From today's Boston Herald. I posted the whole thing because It won't be accessible by Wednesday. If you want to have fun call Dad and ask who Joe Kennedy is and how much he makes running a non-profit heating oil company.
For Dad: Video of Joe's Ad
"Tapping Venezuela’s oil without guilt
By Joseph P. Kennedy II
Monday, January 22, 2007 - Updated: 03:34 PM EST
All those who claim the poor should not heat their homes with discounted Venezuelan oil or that I should not distribute it are setting a moral standard they don’t apply to themselves or to other countries sending oil to the United States.
If we consumed oil only from those whose morality we agree with, we’d come up with a very short list.
Critics say no to Venezuelan oil for the poor but yes to Saudi Arabia and Kuwait and to so many other Middle East countries that rule with an iron fist.

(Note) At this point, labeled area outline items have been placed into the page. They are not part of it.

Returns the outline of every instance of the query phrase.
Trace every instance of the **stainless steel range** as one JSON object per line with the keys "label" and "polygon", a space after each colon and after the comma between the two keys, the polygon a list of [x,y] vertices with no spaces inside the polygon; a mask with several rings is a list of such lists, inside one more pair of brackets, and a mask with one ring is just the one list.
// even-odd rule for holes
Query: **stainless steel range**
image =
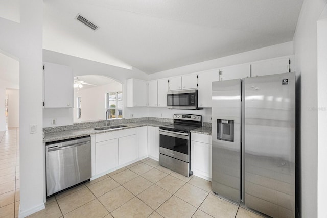
{"label": "stainless steel range", "polygon": [[191,171],[191,130],[202,126],[202,116],[178,114],[174,124],[160,127],[160,165],[184,176]]}

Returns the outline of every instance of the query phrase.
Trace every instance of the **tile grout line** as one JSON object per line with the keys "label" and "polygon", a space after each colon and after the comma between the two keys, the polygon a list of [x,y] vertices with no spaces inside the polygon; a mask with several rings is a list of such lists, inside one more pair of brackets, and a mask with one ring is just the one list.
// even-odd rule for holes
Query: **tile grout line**
{"label": "tile grout line", "polygon": [[[106,174],[106,175],[107,175],[107,174]],[[110,178],[110,176],[108,176]],[[104,180],[104,179],[103,179],[102,180]],[[100,180],[100,181],[99,181],[99,182],[101,182],[101,181],[102,181],[102,180]],[[97,184],[97,183],[98,182],[97,182],[95,183],[94,184]],[[97,200],[98,200],[98,201],[100,203],[100,204],[101,204],[101,205],[102,205],[102,206],[103,206],[103,207],[104,207],[104,208],[107,210],[107,211],[108,211],[108,212],[109,213],[109,214],[110,214],[110,215],[111,215],[111,214],[110,213],[110,212],[109,212],[109,210],[108,210],[108,209],[107,209],[107,208],[106,208],[106,207],[105,207],[105,206],[103,205],[103,204],[102,204],[102,202],[101,202],[101,201],[100,200],[99,200],[99,197],[101,197],[101,196],[102,196],[103,195],[105,195],[105,194],[106,194],[107,193],[108,193],[108,192],[109,192],[111,191],[112,190],[114,190],[114,189],[115,189],[116,188],[118,188],[118,187],[119,187],[119,186],[117,187],[116,188],[114,188],[113,189],[112,189],[112,190],[110,190],[110,191],[108,191],[108,192],[106,192],[106,193],[105,193],[104,194],[103,194],[103,195],[102,195],[100,196],[99,197],[97,197],[97,196],[95,196],[95,194],[92,192],[92,191],[91,190],[91,189],[90,189],[89,188],[88,186],[87,186],[87,185],[85,185],[85,186],[86,186],[86,187],[87,187],[87,188],[88,189],[88,190],[91,192],[91,193],[92,193],[92,194],[93,194],[93,195],[94,196],[94,197],[96,197],[96,199],[97,199]],[[92,201],[94,201],[94,200],[92,200]],[[90,201],[90,202],[91,201]],[[88,203],[89,203],[89,202],[88,202]],[[84,205],[85,205],[85,204],[84,204]],[[77,209],[77,208],[76,208],[76,209]],[[76,209],[75,209],[75,210],[76,210]],[[104,216],[103,216],[103,217],[105,217],[105,216],[107,216],[108,215],[108,214],[106,214],[106,215],[105,215]],[[111,216],[112,216],[112,215],[111,215]]]}
{"label": "tile grout line", "polygon": [[236,218],[236,216],[237,215],[237,213],[239,212],[239,210],[240,209],[240,206],[241,205],[241,203],[239,204],[239,207],[237,208],[237,210],[236,211],[236,213],[235,214],[235,217]]}
{"label": "tile grout line", "polygon": [[[83,184],[84,184],[84,183],[83,183]],[[95,198],[96,198],[96,199],[98,199],[98,198],[97,198],[97,197],[96,197],[96,196],[93,193],[93,192],[92,192],[92,191],[89,189],[89,188],[88,188],[88,187],[86,185],[85,185],[85,187],[87,188],[87,189],[88,189],[88,190],[91,192],[91,193],[92,193],[92,195],[93,195],[93,196],[95,197]],[[84,187],[84,188],[81,188],[81,189],[79,189],[79,190],[77,190],[76,191],[74,191],[74,192],[71,193],[70,193],[70,194],[69,194],[69,195],[67,195],[67,196],[66,196],[63,197],[62,198],[61,198],[60,199],[62,199],[62,198],[65,198],[65,197],[66,197],[66,196],[69,196],[69,195],[72,195],[72,194],[73,194],[73,193],[74,193],[77,192],[77,191],[80,191],[81,190],[82,190],[82,189],[83,189],[85,188],[85,187]],[[60,200],[60,199],[59,199],[59,200]],[[91,200],[91,201],[89,201],[89,202],[88,202],[85,203],[85,204],[83,204],[82,205],[81,205],[81,206],[80,206],[79,207],[78,207],[76,208],[75,208],[75,209],[74,209],[74,210],[72,210],[72,211],[71,211],[68,212],[68,213],[65,213],[65,215],[67,215],[67,214],[68,214],[69,213],[70,213],[70,212],[73,212],[73,211],[74,211],[74,210],[77,210],[77,209],[79,208],[80,207],[83,206],[84,206],[84,205],[85,205],[85,204],[88,204],[88,203],[90,203],[90,202],[91,202],[92,201],[95,200],[95,199]],[[61,212],[61,214],[62,214],[62,216],[64,217],[64,215],[63,213],[62,213],[62,211],[61,211],[61,208],[60,208],[60,206],[59,206],[59,203],[58,203],[58,201],[57,200],[57,198],[56,198],[56,201],[57,201],[57,203],[58,204],[58,207],[59,207],[59,209],[60,209],[60,212]]]}

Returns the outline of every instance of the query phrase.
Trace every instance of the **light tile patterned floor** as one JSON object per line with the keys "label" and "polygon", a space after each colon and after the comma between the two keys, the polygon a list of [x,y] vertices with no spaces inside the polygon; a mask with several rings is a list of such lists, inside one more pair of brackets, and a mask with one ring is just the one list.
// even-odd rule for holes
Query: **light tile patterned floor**
{"label": "light tile patterned floor", "polygon": [[[18,217],[19,129],[0,132],[0,217]],[[214,195],[211,183],[146,158],[47,199],[30,217],[260,217]]]}
{"label": "light tile patterned floor", "polygon": [[184,177],[150,158],[57,195],[46,204],[30,217],[261,217],[214,195],[209,181]]}
{"label": "light tile patterned floor", "polygon": [[0,132],[0,217],[17,217],[19,206],[19,129]]}

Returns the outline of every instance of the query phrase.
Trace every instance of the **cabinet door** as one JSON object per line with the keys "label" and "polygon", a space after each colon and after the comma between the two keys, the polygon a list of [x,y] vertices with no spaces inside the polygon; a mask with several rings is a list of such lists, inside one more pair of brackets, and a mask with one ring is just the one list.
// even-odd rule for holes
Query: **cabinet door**
{"label": "cabinet door", "polygon": [[118,139],[96,143],[96,174],[118,166]]}
{"label": "cabinet door", "polygon": [[136,130],[138,158],[148,156],[148,127],[138,127]]}
{"label": "cabinet door", "polygon": [[137,79],[126,80],[126,106],[147,106],[147,82]]}
{"label": "cabinet door", "polygon": [[200,107],[211,107],[212,106],[212,82],[219,81],[218,69],[198,74],[198,104]]}
{"label": "cabinet door", "polygon": [[183,89],[195,89],[198,88],[198,80],[196,74],[183,76],[182,85]]}
{"label": "cabinet door", "polygon": [[251,76],[289,72],[289,57],[283,57],[253,63],[251,64]]}
{"label": "cabinet door", "polygon": [[148,151],[149,156],[159,160],[159,127],[148,127]]}
{"label": "cabinet door", "polygon": [[148,82],[149,107],[158,106],[158,81],[152,80]]}
{"label": "cabinet door", "polygon": [[138,148],[136,135],[119,138],[118,139],[119,165],[123,165],[138,157]]}
{"label": "cabinet door", "polygon": [[182,77],[169,78],[169,91],[182,89]]}
{"label": "cabinet door", "polygon": [[74,107],[74,81],[71,68],[47,62],[44,65],[44,107]]}
{"label": "cabinet door", "polygon": [[211,144],[191,141],[192,170],[194,175],[211,179]]}
{"label": "cabinet door", "polygon": [[241,64],[224,67],[220,69],[220,80],[224,81],[234,79],[243,79],[250,77],[249,64]]}
{"label": "cabinet door", "polygon": [[158,107],[167,106],[168,80],[158,80]]}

It’s easy to say yes if you’re a short-sighted moralist, but maybe not so easy if you’re concerned about how those societies treat women or alarmed at their hostile stance toward Israel.

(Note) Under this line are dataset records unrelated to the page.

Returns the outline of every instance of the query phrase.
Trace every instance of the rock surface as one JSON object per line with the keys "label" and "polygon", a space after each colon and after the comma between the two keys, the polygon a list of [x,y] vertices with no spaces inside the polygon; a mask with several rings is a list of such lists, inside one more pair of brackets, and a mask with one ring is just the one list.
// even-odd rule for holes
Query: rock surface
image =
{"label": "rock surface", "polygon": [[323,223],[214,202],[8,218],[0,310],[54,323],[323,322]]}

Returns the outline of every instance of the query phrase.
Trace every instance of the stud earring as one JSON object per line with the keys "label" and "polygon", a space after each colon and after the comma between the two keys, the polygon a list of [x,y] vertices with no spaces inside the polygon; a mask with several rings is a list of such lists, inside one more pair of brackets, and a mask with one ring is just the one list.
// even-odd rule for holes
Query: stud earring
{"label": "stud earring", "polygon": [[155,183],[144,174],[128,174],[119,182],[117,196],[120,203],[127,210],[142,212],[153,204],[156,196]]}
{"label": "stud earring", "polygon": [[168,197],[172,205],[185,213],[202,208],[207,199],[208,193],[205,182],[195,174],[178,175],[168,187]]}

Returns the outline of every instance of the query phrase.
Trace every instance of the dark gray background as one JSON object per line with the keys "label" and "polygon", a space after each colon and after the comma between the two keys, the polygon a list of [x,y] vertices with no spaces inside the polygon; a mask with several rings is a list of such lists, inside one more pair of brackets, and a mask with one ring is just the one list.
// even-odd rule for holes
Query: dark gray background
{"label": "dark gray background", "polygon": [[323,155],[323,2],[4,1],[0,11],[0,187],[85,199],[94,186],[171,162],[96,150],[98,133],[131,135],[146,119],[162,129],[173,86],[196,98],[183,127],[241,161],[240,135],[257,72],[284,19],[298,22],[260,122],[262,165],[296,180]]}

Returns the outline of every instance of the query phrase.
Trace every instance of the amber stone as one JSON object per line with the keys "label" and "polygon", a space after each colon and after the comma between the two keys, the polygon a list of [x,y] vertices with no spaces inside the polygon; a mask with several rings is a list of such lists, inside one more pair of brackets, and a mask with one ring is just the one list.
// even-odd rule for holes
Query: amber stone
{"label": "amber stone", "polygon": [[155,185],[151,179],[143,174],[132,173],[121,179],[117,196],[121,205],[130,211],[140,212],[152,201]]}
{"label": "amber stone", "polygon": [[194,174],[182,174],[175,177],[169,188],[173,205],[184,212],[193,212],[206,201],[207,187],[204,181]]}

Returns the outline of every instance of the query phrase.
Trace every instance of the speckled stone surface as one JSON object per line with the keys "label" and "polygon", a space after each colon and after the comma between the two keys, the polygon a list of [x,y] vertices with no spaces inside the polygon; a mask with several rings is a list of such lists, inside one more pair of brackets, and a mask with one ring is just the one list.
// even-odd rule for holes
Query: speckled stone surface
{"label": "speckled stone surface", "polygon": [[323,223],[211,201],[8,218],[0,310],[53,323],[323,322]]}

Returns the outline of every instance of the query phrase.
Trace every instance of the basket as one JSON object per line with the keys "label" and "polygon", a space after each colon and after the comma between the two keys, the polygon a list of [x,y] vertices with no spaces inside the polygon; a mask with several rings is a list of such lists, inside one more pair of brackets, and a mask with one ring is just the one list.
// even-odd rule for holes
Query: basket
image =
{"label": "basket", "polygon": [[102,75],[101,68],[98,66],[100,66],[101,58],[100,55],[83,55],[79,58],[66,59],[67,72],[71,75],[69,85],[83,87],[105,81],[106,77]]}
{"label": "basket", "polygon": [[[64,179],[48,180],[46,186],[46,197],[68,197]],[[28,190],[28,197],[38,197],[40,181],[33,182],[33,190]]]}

If discounted fuel from Venezuela is somehow unfit for the needy, then full-price Venezuelan oil shouldn’t be good enough for the cars, boats, jets and furnaces of the wealthy.

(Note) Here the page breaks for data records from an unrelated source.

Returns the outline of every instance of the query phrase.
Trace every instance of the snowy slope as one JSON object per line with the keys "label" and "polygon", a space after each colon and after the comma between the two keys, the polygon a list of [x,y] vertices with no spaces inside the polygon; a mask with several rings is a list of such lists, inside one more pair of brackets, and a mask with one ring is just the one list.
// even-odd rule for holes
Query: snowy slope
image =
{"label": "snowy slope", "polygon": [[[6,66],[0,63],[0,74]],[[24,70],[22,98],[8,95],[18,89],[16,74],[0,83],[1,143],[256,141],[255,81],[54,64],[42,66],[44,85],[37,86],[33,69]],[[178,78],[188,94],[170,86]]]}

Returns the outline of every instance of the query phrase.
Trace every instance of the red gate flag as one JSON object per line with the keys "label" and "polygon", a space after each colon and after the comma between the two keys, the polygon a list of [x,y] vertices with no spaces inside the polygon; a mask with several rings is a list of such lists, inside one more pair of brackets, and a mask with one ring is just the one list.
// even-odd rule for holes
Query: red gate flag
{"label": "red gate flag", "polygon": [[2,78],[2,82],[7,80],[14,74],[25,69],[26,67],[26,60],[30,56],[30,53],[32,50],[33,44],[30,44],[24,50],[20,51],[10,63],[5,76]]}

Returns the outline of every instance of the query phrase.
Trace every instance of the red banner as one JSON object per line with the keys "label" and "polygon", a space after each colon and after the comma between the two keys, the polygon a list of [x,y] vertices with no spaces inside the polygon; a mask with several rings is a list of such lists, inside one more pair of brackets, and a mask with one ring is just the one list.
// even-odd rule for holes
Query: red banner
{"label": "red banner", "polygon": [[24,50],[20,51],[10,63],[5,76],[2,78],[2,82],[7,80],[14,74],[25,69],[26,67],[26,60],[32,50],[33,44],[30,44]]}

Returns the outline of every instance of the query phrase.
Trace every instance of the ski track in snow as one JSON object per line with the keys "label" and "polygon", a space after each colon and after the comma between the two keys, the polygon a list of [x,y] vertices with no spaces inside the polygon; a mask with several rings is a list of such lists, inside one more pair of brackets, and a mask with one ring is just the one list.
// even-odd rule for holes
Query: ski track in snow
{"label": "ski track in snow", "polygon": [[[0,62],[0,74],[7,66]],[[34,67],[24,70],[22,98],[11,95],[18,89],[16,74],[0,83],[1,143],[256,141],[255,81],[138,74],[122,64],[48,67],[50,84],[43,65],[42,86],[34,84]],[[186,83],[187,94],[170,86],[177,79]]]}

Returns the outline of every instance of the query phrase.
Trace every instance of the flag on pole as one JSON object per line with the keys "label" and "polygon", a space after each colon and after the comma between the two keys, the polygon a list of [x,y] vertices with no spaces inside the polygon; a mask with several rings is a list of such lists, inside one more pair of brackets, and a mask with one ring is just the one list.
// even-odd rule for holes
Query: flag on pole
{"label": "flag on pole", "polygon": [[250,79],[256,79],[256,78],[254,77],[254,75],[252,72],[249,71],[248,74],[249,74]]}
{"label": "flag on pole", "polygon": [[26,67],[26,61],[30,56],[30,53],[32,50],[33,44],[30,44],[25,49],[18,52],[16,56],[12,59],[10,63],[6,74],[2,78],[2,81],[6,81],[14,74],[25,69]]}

More than 558 million barrels of Venezuelan oil made its way to the United States last year. Why just go after the small slice that helps senior citizens and struggling families? Why not take on those who make money off Venezuela as well - GM and Ford, who sold 300,000 cars there last year, and Shell, BP, Conoco Phillips and other oil interests who, unlike Venezuela and CITGO Petroleum, spurned our requests for assisting the poor?
If objections to Venezuelan oil are about democracy, then critics should look at the December elections won by President Hugo Chavez with nearly 70 percent of the vote. Venezuelans have now spoken four times in his favor.
I’m not going to defend or demonize Chavez for his moves toward socialism, but it does seem like we favor selective socialism here in the United States for big corporations that get to socialize risks and privatize profits.
As for nationalizations in Venezuela, it’s hard for Americans to argue with turning private utilities into public ones. America’s investor-owned utilities charge more for power than companies owned by the people.
Why doesn’t our own federal government collect a fair share of royalties from energy companies taking resources from public lands and use some of the revenues, along with windfall taxes from oil and gas interests, to help the poor?
Or why don’t our lawmakers in Washington fully fund federal fuel assistance, which has been cut by a third in spite of the fact that heating oil prices have doubled over the last couple of years?
I won’t defend everything Hugo Chavez says or does, but neither will I accept a system of socialism for the rich and free enterprise for the poor that turns its back on those in need.
Joseph P. Kennedy II is president of Citizen’s Energy."
I don't have a problem with Hugo selling oil below market price. It's the Kennedy's that are the problem here.